Jetpack Preferences Datastore in Kotlin Multiplatform Mobile (KMM)

Karim Reda
arconsis
Published in
6 min readJul 20, 2023

Kotlin Multiplatform Mobile (KMM) is gaining popularity as a powerful framework for building cross-platform mobile applications. With KMM, developers can share code between different platforms, such as Android and iOS, and leverage the benefits of the Kotlin language. One important aspect of mobile app development is managing and persisting data, and Jetpack Datastore provides a convenient solution for this purpose. In this article, we will explore how to use Jetpack Datastore in Kotlin Multiplatform Mobile.

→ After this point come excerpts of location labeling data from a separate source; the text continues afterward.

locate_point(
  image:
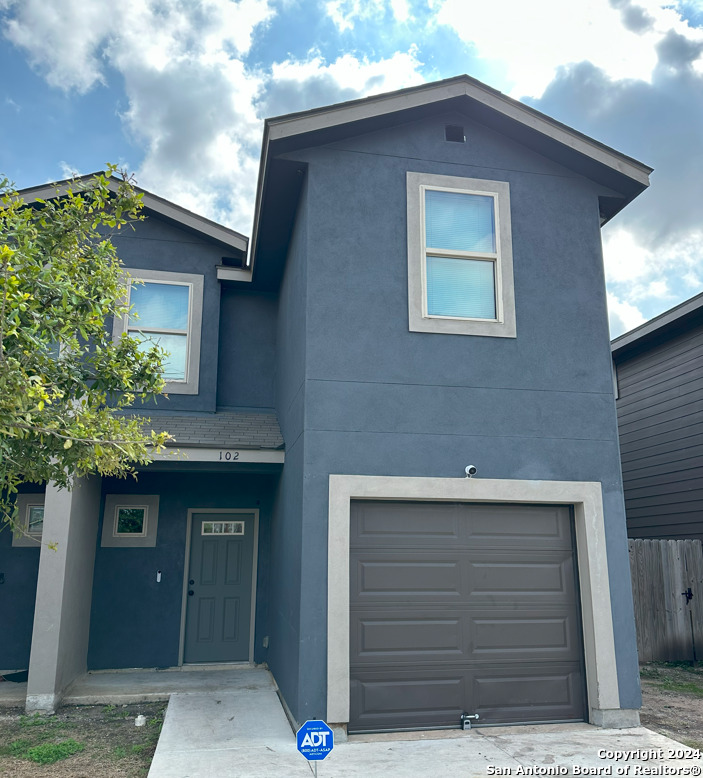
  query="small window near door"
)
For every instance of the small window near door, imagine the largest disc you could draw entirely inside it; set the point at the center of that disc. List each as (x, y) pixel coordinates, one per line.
(30, 520)
(222, 528)
(131, 520)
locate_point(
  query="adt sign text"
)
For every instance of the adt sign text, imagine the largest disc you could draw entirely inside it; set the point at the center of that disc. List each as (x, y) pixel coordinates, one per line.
(315, 740)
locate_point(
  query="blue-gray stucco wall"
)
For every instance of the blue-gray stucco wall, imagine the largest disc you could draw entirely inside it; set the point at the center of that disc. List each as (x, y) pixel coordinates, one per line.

What is Jetpack Datastore?

Jetpack Datastore is a data storage solution provided by Android Jetpack libraries. It offers a modern, efficient, and easy-to-use API for persisting key-value pairs or complex objects. Datastore supports both synchronous and asynchronous operations, making it suitable for a variety of use cases. It also provides type safety and automatic serialization/deserialization, reducing the chances of runtime errors.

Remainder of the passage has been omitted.